Google's erotic, elusive ads

By Oh Young-jin
Can anybody hold Google to account and seek punishment of it for its advertisements?
Hardly, because, after all, you choose them and you are given an option to switch them off. Or maybe not.
A latest example is a Google ad inviting people to meet “beautiful Russian woman.”
It starts as a “rolling ad” that follows you up and down as you scroll on a website. The rolling ads are everywhere. The revenue they generate is calculated by the number of clicks they get and the money is shared between Google and the websites.
Clicked, one moves to the page where he or she is asked to sign in. The background is myriad pictures of young women, in the style of an old high school yearbook.
The next time you log in, that “meet…” ad multiplies. In one case, there are two ― plus the existing one. One is embedded in the block of banner ads and another is at the bottom, on its side, promoting a chat room operated by the same dating company.
A click on these ads shows a different photo and this time reveals scantily clad women inviting one to continue the process to join this dating service.
At stake are some issues.
First, these rolling ads serve as bait to lure people to use the service. Anybody can check in ― including children. The entry-level identification check on the site is easy to dupe, requiring only name and date of birth. Web-savvy kids would navigate it hands down.
Google's treasured line of defense logic in a case like this is: it's an algorithm that provides personalized ads to meet the needs and tastes of a given individual. The decision is yours and Google is just a matchmaker and facilitator of the deals.
That appears detached for the world's biggest search engine that is used around the world, irrespective of age, gender, culture and other barriers.
Does it mean in the eyes of Google that children are just another segment of its clientele and are left to their own devices?
Second, what about the underlying negative messages regarding race and gender? Why Russian women and how are they different from women of other nationalities?
Does this ad mean Google is willing to dodge new norms of the #MeToo age?
Google stands by a customer protection policy that reminds one of that borrowed from the smokestack industry. A click at the top of the rolling ad explains how one reports “inappropriate” ads and switches off unwanted ads.
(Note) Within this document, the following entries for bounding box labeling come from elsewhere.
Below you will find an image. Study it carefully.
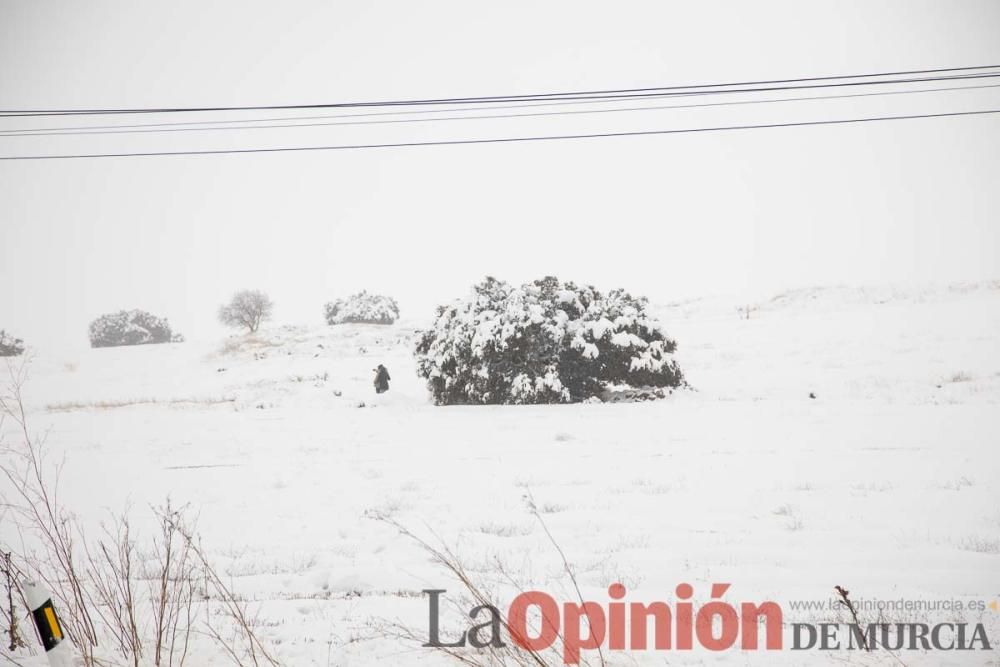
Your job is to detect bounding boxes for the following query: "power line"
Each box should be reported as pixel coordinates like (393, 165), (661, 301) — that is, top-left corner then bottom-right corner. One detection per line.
(0, 65), (1000, 118)
(0, 109), (1000, 160)
(0, 83), (1000, 138)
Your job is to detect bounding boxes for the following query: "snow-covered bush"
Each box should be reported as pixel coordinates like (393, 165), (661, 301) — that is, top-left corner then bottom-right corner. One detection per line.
(416, 277), (684, 405)
(324, 291), (399, 324)
(0, 329), (24, 357)
(90, 310), (173, 347)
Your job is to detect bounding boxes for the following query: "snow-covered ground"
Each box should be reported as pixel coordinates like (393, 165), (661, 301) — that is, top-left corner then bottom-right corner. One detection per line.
(0, 283), (1000, 666)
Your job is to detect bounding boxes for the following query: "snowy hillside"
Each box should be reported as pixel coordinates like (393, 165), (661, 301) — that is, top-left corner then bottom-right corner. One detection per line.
(2, 284), (1000, 666)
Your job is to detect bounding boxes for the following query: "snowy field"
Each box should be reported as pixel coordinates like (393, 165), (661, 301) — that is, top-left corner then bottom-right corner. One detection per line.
(0, 283), (1000, 667)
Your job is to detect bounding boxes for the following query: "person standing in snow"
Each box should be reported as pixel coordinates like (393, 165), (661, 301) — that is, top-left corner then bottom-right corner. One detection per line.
(373, 364), (392, 394)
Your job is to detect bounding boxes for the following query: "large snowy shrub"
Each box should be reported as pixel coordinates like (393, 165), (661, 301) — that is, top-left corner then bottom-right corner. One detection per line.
(0, 329), (24, 357)
(324, 291), (399, 324)
(90, 310), (173, 347)
(416, 277), (683, 405)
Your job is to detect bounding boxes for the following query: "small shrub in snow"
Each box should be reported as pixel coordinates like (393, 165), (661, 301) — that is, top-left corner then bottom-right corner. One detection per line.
(0, 329), (24, 357)
(219, 290), (274, 333)
(89, 310), (173, 347)
(324, 291), (399, 324)
(416, 277), (683, 405)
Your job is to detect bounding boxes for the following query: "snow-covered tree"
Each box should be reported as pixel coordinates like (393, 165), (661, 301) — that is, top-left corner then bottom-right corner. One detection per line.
(324, 291), (399, 324)
(89, 310), (173, 347)
(219, 290), (274, 333)
(0, 329), (24, 357)
(416, 277), (684, 405)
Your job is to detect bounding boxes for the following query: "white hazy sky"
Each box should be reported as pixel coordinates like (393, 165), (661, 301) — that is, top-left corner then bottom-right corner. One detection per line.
(0, 0), (1000, 348)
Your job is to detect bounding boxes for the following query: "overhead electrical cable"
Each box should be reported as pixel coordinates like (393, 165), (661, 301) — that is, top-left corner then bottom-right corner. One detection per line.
(0, 109), (1000, 160)
(0, 65), (1000, 118)
(0, 84), (1000, 138)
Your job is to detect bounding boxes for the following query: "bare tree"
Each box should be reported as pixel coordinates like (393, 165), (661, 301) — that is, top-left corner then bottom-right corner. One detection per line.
(219, 290), (274, 333)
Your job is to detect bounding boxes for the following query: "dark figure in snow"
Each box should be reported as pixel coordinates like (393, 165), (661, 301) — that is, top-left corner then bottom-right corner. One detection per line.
(374, 364), (392, 394)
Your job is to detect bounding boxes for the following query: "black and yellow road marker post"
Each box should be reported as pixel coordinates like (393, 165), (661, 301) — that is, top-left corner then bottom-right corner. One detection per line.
(21, 581), (73, 667)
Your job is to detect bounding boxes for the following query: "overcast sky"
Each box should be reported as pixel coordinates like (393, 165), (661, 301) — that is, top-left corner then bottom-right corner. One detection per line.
(0, 0), (1000, 348)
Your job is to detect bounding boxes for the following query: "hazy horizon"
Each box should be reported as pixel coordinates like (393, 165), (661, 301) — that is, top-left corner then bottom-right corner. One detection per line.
(0, 2), (1000, 347)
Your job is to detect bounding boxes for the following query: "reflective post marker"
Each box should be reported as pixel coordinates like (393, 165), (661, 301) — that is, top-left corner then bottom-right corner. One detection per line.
(22, 581), (73, 667)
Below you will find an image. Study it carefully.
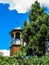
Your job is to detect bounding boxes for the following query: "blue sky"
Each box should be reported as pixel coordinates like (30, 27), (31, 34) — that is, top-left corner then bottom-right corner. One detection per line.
(0, 0), (49, 50)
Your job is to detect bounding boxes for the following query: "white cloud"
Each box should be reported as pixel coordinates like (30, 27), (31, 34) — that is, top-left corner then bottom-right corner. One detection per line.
(0, 0), (49, 13)
(0, 49), (10, 56)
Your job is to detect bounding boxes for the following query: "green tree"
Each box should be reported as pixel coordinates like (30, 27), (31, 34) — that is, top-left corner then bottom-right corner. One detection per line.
(22, 1), (49, 55)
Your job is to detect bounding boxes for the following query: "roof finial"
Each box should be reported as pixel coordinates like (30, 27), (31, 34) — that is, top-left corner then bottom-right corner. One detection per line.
(16, 21), (19, 27)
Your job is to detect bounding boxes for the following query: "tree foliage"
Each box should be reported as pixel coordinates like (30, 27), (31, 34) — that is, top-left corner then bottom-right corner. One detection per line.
(22, 1), (49, 55)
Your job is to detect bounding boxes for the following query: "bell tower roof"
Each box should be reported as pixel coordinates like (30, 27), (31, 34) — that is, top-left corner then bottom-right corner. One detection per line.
(10, 27), (22, 34)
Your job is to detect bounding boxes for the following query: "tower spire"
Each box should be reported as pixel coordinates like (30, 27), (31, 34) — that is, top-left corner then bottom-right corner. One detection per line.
(16, 21), (19, 27)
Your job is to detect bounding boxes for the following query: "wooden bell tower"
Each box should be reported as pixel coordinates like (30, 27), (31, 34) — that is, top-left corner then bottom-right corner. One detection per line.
(10, 27), (22, 56)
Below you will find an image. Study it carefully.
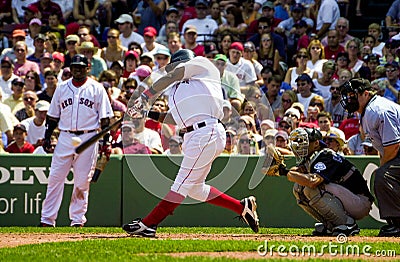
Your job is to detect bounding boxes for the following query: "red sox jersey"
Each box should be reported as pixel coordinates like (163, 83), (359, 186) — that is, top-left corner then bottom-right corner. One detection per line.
(47, 77), (114, 131)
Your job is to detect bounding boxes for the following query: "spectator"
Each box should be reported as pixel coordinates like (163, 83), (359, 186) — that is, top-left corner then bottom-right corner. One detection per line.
(38, 70), (58, 103)
(0, 56), (18, 101)
(167, 32), (182, 55)
(238, 130), (260, 155)
(346, 38), (363, 74)
(307, 39), (328, 78)
(31, 0), (64, 25)
(274, 90), (301, 122)
(47, 14), (67, 40)
(315, 0), (340, 39)
(15, 90), (38, 122)
(72, 0), (100, 27)
(182, 0), (218, 42)
(26, 34), (46, 65)
(134, 0), (168, 34)
(122, 50), (139, 78)
(383, 61), (400, 103)
(77, 25), (101, 48)
(324, 29), (345, 60)
(4, 77), (25, 115)
(347, 125), (365, 156)
(156, 21), (179, 46)
(182, 25), (204, 56)
(64, 35), (80, 67)
(25, 70), (42, 94)
(243, 41), (263, 83)
(1, 29), (33, 62)
(323, 130), (345, 155)
(313, 61), (336, 99)
(115, 14), (144, 49)
(324, 80), (347, 127)
(164, 136), (183, 155)
(216, 5), (247, 37)
(157, 6), (181, 40)
(368, 23), (385, 57)
(275, 130), (293, 155)
(321, 17), (354, 47)
(207, 0), (227, 26)
(258, 33), (282, 73)
(117, 123), (151, 154)
(214, 54), (243, 103)
(21, 100), (50, 148)
(100, 29), (127, 68)
(284, 48), (312, 90)
(248, 16), (287, 61)
(222, 129), (238, 155)
(6, 124), (35, 154)
(14, 41), (40, 76)
(141, 26), (163, 55)
(296, 73), (317, 117)
(226, 42), (257, 87)
(51, 52), (65, 83)
(76, 42), (107, 78)
(218, 33), (233, 56)
(132, 118), (164, 154)
(118, 78), (138, 105)
(25, 18), (42, 49)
Indeed, a click on the “x” replaces the ad with others.
But a real giveaway about Google's ad policy can be found at the upper part of the same customer page, explaining that the ads are pushed to you based on your history of visited sites on Google and Google's analyses of your preferences.
This sounds like a Google disclaimer, telling you: “Customers, don't blame us, you have got what you deserve.” Do we hear it right?